Año 1899.
El Vaticano está inquieto, y todos sus cimientos se estremecen ante la conmoción.
Un nuevo siglo está a punto de comenzar, y los primeros signos de tormenta ya se pueden ver en un futuro estremecedoramente próximo.
Las aves huyen despavoridas hacia un rumbo incierto, la melodía entonada por lastimeros aullidos anuncian mal augurio, los zorros se hunden en lo más profundo de sus madrigueras, huyendo de una catástrofe inevitable… Los animales lo huelen, lo sienten en sus carnes; mientras, los humanos viven en su relativa tranquilidad, ignorando el certero instinto que Dios les ofreció en los inicios de la vida.

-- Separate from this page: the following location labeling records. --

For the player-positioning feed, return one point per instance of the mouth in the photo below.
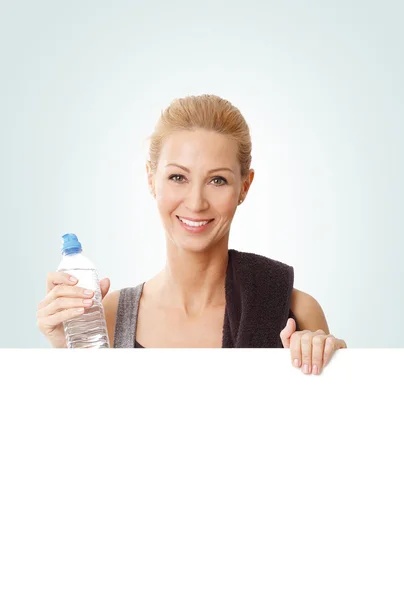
(193, 225)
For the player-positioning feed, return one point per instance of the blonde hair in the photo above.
(208, 112)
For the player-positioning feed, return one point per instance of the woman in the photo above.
(206, 295)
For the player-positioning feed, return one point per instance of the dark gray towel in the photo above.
(258, 292)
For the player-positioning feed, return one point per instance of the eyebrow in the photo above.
(187, 170)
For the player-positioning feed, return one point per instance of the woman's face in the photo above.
(197, 196)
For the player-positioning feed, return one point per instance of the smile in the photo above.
(194, 226)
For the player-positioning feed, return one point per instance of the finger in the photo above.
(318, 342)
(306, 350)
(53, 321)
(57, 277)
(287, 332)
(104, 286)
(63, 303)
(295, 349)
(329, 349)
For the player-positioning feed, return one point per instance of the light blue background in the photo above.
(319, 83)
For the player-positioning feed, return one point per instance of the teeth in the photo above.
(194, 223)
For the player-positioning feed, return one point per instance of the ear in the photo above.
(149, 177)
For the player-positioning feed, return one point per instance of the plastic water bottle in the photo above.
(88, 330)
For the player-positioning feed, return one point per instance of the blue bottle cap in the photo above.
(71, 244)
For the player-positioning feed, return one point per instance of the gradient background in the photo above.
(321, 86)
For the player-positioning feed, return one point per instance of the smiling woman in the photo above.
(207, 295)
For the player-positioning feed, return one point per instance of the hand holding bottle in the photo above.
(63, 301)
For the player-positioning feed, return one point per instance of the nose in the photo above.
(195, 200)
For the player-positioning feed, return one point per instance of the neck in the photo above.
(194, 281)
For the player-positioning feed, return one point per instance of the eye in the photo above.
(175, 176)
(219, 177)
(222, 178)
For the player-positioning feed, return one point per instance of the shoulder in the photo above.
(250, 258)
(110, 304)
(308, 311)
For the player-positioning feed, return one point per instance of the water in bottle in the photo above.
(88, 330)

La ignorancia parece traer la felicidad, por lo que los hombres prefieren ahogarse en dulces mentiras a enfrentarse a una realidad que tarde o temprano los devorará.
101 años, presagiaban las malas lenguas, 101 años eran los que le quedaban a la humanidad.
Pero… ¿Todos los hombres ignoraban los presagios? No, no todos.
Una pequeña porción de la humanidad se negaba a aceptar tal destino final, e iniciaron una lucha incesante contra aquellos monstruos que según decían laa profecíaa, traerían consigo la derrota del cielo, la victoria del infierno y el fin del mundo: el Apocalipsis.
Y una de las objeciones a ese truculento fin, fue la orgullosa construcción del
Sacred Cross’ Castle, desafiando todas las tinieblas que comenzaban a congregarse por todo el mundo.
Con una intención excéntricamente pedagógica, la organización de la Sagrada Cruz se encarga de educar a todos aquellos voluntarios que deciden entregarse para formarse de un modo especial, y así, luchar contra el mismísimo mal.
Gabriel Wilder se opuso desde un primer momento a las fuerzas demoníacas, y fue la persona con más influencia a la hora de construir la idea del castillo. Un caza-monstruos de renombre, decidió formar parte de la organización Sacred Cross, participando activamente en ella, mostrándose como el director de la escuela.